The understanding of the need for HECs depends on the degree of complexity of ethical problems which the medical personnel of a given hospital faces. There is reason that the two already functioning HECs were created in large children hospitals. The issues related to withdrawal of futile therapy or decisions concerning optimal care may lead to arguments between the parties (parents, medical personnel). Similar ethical dilemmas accompany the work of anaesthesiologists, transplantologists and other specialists taking care of critically ill patients. Teaching departments undertake treatment in most difficult cases. In such situations, HECs may facilitate the patients, their families and physicians to choose the optimal solutions.
CAN BIOETHICS COMMITTEES ACT AS HECS?
In some countries, the opinions concerning projects of medical experiments are given by the same institutions [14, 15]. The operational scheme of Polish HECs and the one in force– of Polish bioethics committees, differ. In the majority of countries, HECs emerge attached to hospitals whereas bioethics committees in Poland are attached to medical universities, medical research institutions and regional medical councils [3]. Thus, bioethics committees have hindered access to the parties of an argument compared to HECs which should act locally. The results of the questionnaire about Polish bioethics committees indicate that some of them are overburdened with duties [16]. The idea of combined duties of both committees, as in Belgium, is also widely criticised [14]. In the Polish Children’s Memorial Health Institute there are also two independent committees. Therefore, the combination of both types of committees seems pointless.
From the perspective of availability of qualified candidates for HECs, the issues in question looks slightly different. Those with suitable qualifications and skills are few.

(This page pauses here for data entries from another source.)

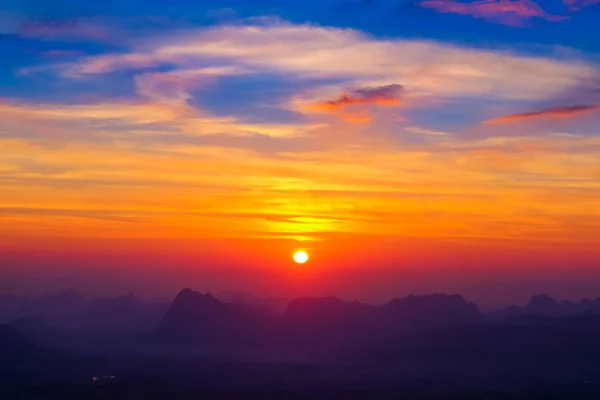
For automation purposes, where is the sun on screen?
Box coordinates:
[294,251,308,264]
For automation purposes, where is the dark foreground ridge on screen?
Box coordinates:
[5,289,600,400]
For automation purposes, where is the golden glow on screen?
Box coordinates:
[294,251,308,264]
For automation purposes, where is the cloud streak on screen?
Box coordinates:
[564,0,600,11]
[485,104,600,124]
[315,84,402,111]
[50,22,600,103]
[419,0,568,25]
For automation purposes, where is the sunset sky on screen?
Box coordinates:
[0,0,600,303]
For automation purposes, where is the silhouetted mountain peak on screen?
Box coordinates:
[383,293,479,313]
[529,294,556,309]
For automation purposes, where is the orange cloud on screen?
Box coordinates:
[420,0,564,25]
[564,0,600,11]
[485,104,600,124]
[342,110,373,124]
[314,84,402,111]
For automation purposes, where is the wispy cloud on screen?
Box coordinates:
[419,0,568,25]
[485,104,600,124]
[564,0,600,11]
[307,84,402,123]
[315,84,402,111]
[49,23,599,101]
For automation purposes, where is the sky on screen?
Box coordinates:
[0,0,600,304]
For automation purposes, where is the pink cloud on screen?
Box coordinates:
[485,104,600,124]
[564,0,600,11]
[420,0,576,25]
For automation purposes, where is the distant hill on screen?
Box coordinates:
[154,289,481,348]
[154,289,266,344]
[488,294,600,319]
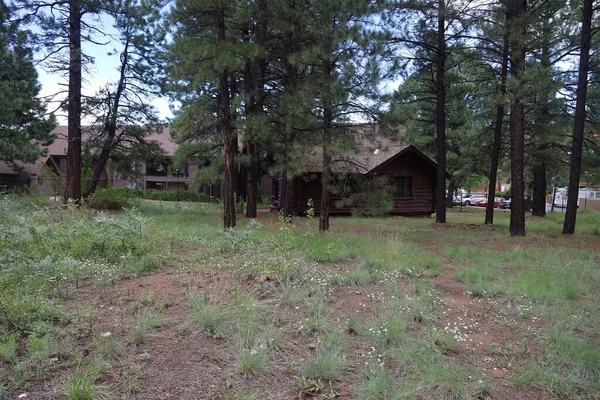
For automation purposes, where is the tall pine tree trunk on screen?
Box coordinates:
[531,162,547,217]
[83,37,130,197]
[531,15,552,217]
[65,0,81,202]
[446,179,456,208]
[246,140,258,218]
[435,0,446,223]
[510,0,527,236]
[319,148,331,232]
[485,26,509,224]
[563,0,593,235]
[319,60,333,232]
[217,8,235,229]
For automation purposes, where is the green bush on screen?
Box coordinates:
[88,188,139,210]
[143,189,210,203]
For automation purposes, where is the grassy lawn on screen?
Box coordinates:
[0,198,600,400]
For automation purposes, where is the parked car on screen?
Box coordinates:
[475,197,502,208]
[462,194,487,206]
[500,199,511,209]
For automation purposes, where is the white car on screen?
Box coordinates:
[462,194,487,206]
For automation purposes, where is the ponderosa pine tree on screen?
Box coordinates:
[167,0,256,229]
[484,5,509,224]
[303,0,380,231]
[390,0,472,223]
[83,0,162,197]
[507,0,527,236]
[562,0,594,235]
[0,2,56,169]
[16,0,107,201]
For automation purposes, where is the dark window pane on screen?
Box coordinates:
[394,176,412,199]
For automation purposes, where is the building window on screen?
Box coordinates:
[394,176,412,199]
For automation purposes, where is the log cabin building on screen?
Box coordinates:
[274,137,451,217]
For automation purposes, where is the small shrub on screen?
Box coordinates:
[237,348,269,374]
[143,189,210,203]
[305,347,346,381]
[188,295,231,338]
[125,365,144,394]
[100,337,121,358]
[369,311,408,346]
[63,371,95,400]
[128,313,166,344]
[361,368,397,400]
[0,334,19,362]
[87,188,139,210]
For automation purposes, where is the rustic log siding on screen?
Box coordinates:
[372,152,436,215]
[292,152,436,215]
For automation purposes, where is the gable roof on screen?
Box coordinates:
[304,124,451,178]
[48,125,179,156]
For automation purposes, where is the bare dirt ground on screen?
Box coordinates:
[8,212,600,400]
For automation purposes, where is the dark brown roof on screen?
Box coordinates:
[304,124,411,174]
[48,126,178,156]
[0,161,42,175]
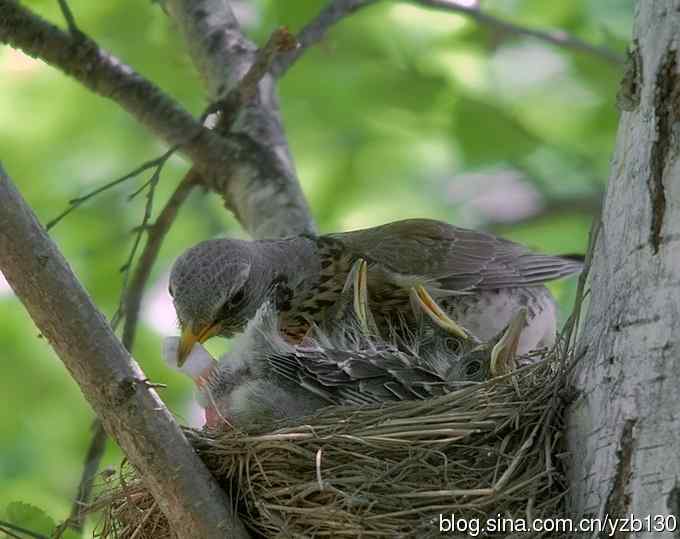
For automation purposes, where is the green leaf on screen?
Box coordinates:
[453,97,539,166]
[4,502,56,537]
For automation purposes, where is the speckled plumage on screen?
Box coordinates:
[170,219,581,360]
[201,301,515,429]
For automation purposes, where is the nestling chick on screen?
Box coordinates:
[169,219,582,365]
[195,296,526,429]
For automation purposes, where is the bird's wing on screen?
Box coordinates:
[268,348,450,405]
[327,219,582,291]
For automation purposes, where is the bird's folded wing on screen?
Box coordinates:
[329,219,582,291]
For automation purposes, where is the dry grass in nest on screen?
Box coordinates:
[94,352,566,539]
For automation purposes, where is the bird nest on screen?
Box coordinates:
[93,351,566,539]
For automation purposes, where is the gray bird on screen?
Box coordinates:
[169,219,582,365]
[200,262,526,429]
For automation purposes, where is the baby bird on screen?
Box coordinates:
[189,261,526,429]
[169,219,582,365]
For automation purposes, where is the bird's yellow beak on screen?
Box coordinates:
[177,324,220,367]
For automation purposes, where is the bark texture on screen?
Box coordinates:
[568,0,680,538]
[0,167,248,539]
[164,0,315,238]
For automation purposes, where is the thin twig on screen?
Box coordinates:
[57,0,85,38]
[123,169,200,350]
[414,0,625,65]
[111,148,176,327]
[60,23,296,529]
[271,0,378,78]
[272,0,624,78]
[45,147,176,230]
[0,168,247,539]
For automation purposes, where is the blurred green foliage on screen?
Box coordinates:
[0,0,632,532]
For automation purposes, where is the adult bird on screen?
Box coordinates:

The members of the Polish bioethics committees have skills, knowledge and experience that may be useful for HEC activities. Therefore, it should be considered whether some members of bioethics committees should not be proposed to participate in HECs. The group particularly valuable for any HEC includes scientific-didactic workers of medical ethics departments at medical universities. Since, due to flawed Polish legal regulations, such workers practically cannot sit on bioethics committees, they may be proposed to work in HECs [3].
CONCLUSION
The level of ethical awareness of the medical personnel and abilities to settle the arguments in an amicable way and according to valid professional and ethical standards, which emerge during the provision of health care, define the quality of this care. By educating the physicians and other medical professionals and acting as counsellors in contentious issues, HECs help in providing the patients with the care of the highest quality. Hence, further discussion should focus on optimal forms and methods of their activities rather than the legitimacy of establishing HECs.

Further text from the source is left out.